Rosh Yeshiva, Rabbi Isaac Elchanan Theological Seminary

Personal details
- Born: August 24, 1936 (age 90) Tarrytown, New York
- Spouse: Dr. Judith Bleich
- Education: Brooklyn College, Columbia University, New York University, Yeshiva Torah Vodaath
- Occupation: Rabbi, Professor
- Known for: Contemporary Halakhic Problems, Bioethical Dilemmas: A Jewish Perspective, Jewish Bioethics

= J. David Bleich =

American rabbi

Judah David Bleich (born August 24, 1936) is an American Haredi rabbi and professor known for his expertise in Jewish law, ethics, and bioethics. He serves as a professor of Talmud (rosh yeshiva) at the Rabbi Isaac Elchanan Theological Seminary and heads its postgraduate institute for the study of Talmudic jurisprudence and family law. At Yeshiva University, he holds the Herbert and Florence Tenzer Chair in Jewish Law and Ethics. Bleich also teaches at Cardozo Law School and has been involved in governmental deliberations on bioethics.

Judah David Bleich was born in Tarrytown, New York. He received his education from Brooklyn College, Columbia University, and New York University. He holds rabbinic ordination from Yeshiva Torah Vodaas.

== Early life and education ==
Judah David Bleich was born in Tarrytown, New York).

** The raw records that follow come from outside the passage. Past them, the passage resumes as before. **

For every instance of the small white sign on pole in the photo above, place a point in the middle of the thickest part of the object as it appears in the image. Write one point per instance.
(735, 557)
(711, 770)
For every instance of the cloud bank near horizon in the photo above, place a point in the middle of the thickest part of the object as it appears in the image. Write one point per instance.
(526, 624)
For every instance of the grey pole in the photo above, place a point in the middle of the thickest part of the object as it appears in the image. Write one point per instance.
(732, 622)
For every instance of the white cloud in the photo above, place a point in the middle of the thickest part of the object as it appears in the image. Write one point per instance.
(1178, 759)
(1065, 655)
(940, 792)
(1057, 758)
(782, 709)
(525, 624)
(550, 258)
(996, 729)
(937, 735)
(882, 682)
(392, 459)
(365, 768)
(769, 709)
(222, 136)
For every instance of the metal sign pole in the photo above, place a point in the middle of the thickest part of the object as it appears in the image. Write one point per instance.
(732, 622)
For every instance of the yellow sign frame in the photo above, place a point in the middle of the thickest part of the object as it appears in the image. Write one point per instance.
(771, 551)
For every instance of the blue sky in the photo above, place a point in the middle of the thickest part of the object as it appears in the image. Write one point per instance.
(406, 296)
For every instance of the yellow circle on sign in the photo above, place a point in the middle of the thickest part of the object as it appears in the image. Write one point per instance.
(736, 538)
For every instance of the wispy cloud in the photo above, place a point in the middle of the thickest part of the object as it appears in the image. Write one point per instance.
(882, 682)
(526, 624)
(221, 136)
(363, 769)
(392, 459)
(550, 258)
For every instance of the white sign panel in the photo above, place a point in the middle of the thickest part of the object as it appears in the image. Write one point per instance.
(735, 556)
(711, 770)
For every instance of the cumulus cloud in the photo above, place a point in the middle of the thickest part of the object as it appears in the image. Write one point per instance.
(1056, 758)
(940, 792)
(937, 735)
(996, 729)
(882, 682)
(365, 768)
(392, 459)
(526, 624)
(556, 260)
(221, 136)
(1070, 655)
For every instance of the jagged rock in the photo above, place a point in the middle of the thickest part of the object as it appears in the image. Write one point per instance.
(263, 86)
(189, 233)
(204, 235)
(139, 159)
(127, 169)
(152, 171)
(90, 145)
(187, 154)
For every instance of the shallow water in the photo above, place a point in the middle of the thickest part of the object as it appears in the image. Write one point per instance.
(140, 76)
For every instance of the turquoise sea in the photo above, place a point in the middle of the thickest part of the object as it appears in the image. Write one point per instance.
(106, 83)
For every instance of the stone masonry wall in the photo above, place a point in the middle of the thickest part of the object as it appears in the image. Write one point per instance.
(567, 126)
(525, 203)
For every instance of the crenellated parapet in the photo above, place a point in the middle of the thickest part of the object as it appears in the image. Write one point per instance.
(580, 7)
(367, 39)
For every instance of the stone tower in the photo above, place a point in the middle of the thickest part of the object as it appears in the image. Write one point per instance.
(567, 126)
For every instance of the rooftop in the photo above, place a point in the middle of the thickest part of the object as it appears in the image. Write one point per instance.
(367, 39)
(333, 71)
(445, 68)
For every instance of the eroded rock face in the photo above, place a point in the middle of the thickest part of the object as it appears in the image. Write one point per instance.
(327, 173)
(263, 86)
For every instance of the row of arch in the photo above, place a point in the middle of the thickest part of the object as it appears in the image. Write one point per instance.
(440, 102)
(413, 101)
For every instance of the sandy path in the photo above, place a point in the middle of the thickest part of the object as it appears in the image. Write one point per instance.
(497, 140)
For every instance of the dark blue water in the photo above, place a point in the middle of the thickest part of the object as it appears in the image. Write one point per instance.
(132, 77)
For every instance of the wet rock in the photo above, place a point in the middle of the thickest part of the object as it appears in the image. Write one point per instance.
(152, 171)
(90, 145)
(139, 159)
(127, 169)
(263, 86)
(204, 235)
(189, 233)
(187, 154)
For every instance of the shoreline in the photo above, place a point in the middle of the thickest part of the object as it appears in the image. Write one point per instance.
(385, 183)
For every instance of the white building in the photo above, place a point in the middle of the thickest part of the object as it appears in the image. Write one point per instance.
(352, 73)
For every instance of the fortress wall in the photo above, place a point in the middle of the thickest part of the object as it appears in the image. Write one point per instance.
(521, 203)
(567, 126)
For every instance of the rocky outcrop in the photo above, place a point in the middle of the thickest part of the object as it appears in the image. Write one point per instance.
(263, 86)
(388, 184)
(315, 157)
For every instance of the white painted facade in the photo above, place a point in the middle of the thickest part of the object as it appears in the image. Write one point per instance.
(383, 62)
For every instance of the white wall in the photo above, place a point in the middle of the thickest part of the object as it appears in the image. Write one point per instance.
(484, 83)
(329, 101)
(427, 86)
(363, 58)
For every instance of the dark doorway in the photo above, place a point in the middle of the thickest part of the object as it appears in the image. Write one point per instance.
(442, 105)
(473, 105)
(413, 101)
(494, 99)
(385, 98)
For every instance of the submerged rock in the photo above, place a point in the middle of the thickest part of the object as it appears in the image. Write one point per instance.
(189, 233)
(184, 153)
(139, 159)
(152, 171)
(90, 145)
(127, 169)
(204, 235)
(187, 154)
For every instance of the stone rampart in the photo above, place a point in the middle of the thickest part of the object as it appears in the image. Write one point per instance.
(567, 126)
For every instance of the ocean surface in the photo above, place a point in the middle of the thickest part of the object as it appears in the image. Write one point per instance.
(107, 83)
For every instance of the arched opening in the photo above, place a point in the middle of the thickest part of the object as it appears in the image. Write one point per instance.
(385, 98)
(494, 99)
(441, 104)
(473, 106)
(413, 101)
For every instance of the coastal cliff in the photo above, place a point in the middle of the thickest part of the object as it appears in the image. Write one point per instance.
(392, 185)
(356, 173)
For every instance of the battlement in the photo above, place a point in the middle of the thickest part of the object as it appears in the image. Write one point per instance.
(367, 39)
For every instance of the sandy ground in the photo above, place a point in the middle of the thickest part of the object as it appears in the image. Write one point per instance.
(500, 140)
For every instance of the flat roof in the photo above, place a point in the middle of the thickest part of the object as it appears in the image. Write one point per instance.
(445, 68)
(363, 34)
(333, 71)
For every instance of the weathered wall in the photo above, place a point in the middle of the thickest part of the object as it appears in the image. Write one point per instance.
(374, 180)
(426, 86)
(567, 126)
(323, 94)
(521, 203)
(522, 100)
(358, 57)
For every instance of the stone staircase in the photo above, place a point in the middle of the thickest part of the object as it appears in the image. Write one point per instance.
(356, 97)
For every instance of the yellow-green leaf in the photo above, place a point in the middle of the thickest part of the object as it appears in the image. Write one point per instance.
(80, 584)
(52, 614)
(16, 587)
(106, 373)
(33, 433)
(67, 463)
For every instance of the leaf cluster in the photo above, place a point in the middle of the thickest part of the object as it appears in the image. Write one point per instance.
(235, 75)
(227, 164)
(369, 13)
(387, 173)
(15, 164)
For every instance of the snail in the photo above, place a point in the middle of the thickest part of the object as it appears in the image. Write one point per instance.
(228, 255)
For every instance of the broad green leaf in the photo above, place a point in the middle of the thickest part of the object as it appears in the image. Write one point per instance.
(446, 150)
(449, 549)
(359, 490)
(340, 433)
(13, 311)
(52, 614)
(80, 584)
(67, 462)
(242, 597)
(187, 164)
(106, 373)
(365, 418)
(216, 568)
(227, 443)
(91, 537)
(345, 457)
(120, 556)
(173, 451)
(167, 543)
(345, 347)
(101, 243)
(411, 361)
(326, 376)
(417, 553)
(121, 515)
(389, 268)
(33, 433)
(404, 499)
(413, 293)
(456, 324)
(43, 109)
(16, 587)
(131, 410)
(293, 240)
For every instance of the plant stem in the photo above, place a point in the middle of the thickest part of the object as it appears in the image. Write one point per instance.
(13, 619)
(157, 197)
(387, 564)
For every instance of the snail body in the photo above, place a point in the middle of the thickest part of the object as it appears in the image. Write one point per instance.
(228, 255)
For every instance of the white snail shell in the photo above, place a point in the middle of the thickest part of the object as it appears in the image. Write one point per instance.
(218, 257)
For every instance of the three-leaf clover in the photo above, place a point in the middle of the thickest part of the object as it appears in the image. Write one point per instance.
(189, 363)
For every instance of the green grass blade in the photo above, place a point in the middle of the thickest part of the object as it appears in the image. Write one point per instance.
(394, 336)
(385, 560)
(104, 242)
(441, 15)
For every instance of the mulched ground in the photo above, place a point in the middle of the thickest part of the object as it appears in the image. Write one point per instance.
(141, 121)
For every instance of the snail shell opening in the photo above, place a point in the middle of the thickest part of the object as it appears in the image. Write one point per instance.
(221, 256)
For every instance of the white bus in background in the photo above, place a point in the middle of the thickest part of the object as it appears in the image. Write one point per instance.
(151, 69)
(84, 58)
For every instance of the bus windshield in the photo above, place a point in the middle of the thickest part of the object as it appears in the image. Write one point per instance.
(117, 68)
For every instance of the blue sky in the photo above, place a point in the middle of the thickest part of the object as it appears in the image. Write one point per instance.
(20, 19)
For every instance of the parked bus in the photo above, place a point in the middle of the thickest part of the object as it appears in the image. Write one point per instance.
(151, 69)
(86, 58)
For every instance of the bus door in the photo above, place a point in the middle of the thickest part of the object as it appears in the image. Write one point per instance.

Bleich is the older of two sons of Rabbi Manning H. Bleich and his wife Beatrice. He attended public elementary school and received private tutoring on Jewish subjects. Later, he studied in Yeshiva Torah Vodaath and Beis Medrash Elyon, under Rabbi Elya Chazan. From 1958-1962, he attended the Kollel in Yeshiva Chofetz Chaim of Radun. He received a bachelor's degree from Brooklyn College in 1960, a master's degree from Columbia University in 1968, and a PhD from New York University in 1974.

Bleich is a Woodrow Wilson Fellow, a postdoctoral fellow at the Hastings Center, and fellow of the Academy of Jewish Philosophy. He received rabbinic ordination from Yeshiva Torah Vodaath, and advanced ordination ("Yadin Yadin") from Rabbis Moshe Feinstein and Mendel Zaks.

Bleich was a close student of Rabbi Yaakov Kamenetsky.

He is an authority on Jewish law and ethics, including Jewish medical ethics. He is a professor of Talmud (rosh yeshiva) at the Rabbi Isaac Elchanan Theological Seminary, an affiliate of Yeshiva University, as well as head of its postgraduate institute for the study of Talmudic jurisprudence and family law. At Yeshiva University, he holds the Herbert and Florence Tenzer Chair in Jewish Law and Ethics. He also teaches at Cardozo Law School. In 1961 he married to Dr. Judith Bleich, a historian of 19th-century European Jewry.

==Publications==
Bleich is the author of Contemporary Halakhic Problems (eight volumes); Bioethical Dilemmas: A Jewish Perspective (two volumes); Jewish Bioethics (a collection of essays, which he co-edited with Fred Rosner); With Perfect Faith: Foundations of Jewish Belief; Time of Death in Jewish Law; Judaism and Healing; The Philosophical Quest: Of Philosophy, Ethics, Law and Halakhah; and DNA in Halakhah. He has written a book about the blessing on observing the sun return to the original position it occupied at creation (Bircas Hachamah, updated in 2009: ISBN 978-0-89906-175-7). In Hebrew, he has published Be-Netivot ha-Halakhah (four volumes). His Ph.D. thesis is Providence in the late medieval Jewish philosophy (NYU, 1974). He has written extensively on the applications of Jewish law to contemporary social issues and on the interface of Jewish law and the American legal system. He serves as the long-standing contributor of the survey of halakhic literature for Tradition: A Journal of Orthodox Jewish Thought.

Bleich brings an Orthodox perspective to governmental deliberations on bioethics. For example, in 1988 he served on the NIH Human Fetal Tissue Transplantation Research Panel and testified before Congress on the Pain Relief Promotion Act. In 1984, New York Governor Mario Cuomo appointed Bleich to the Governor's Commission on Life and the Law.

==Yorkville Synagogue==

Bleich has been the rabbi (Jewish spiritual leader) of the Yorkville Synagogue, located in Manhattan for over 55 years. He teaches Talmud classes on Shabbat. He also teaches Jewish halakhic or philosophical issues in a program every other Sabbath. The topic usually is related to the subject matter of the weekly Torah portion.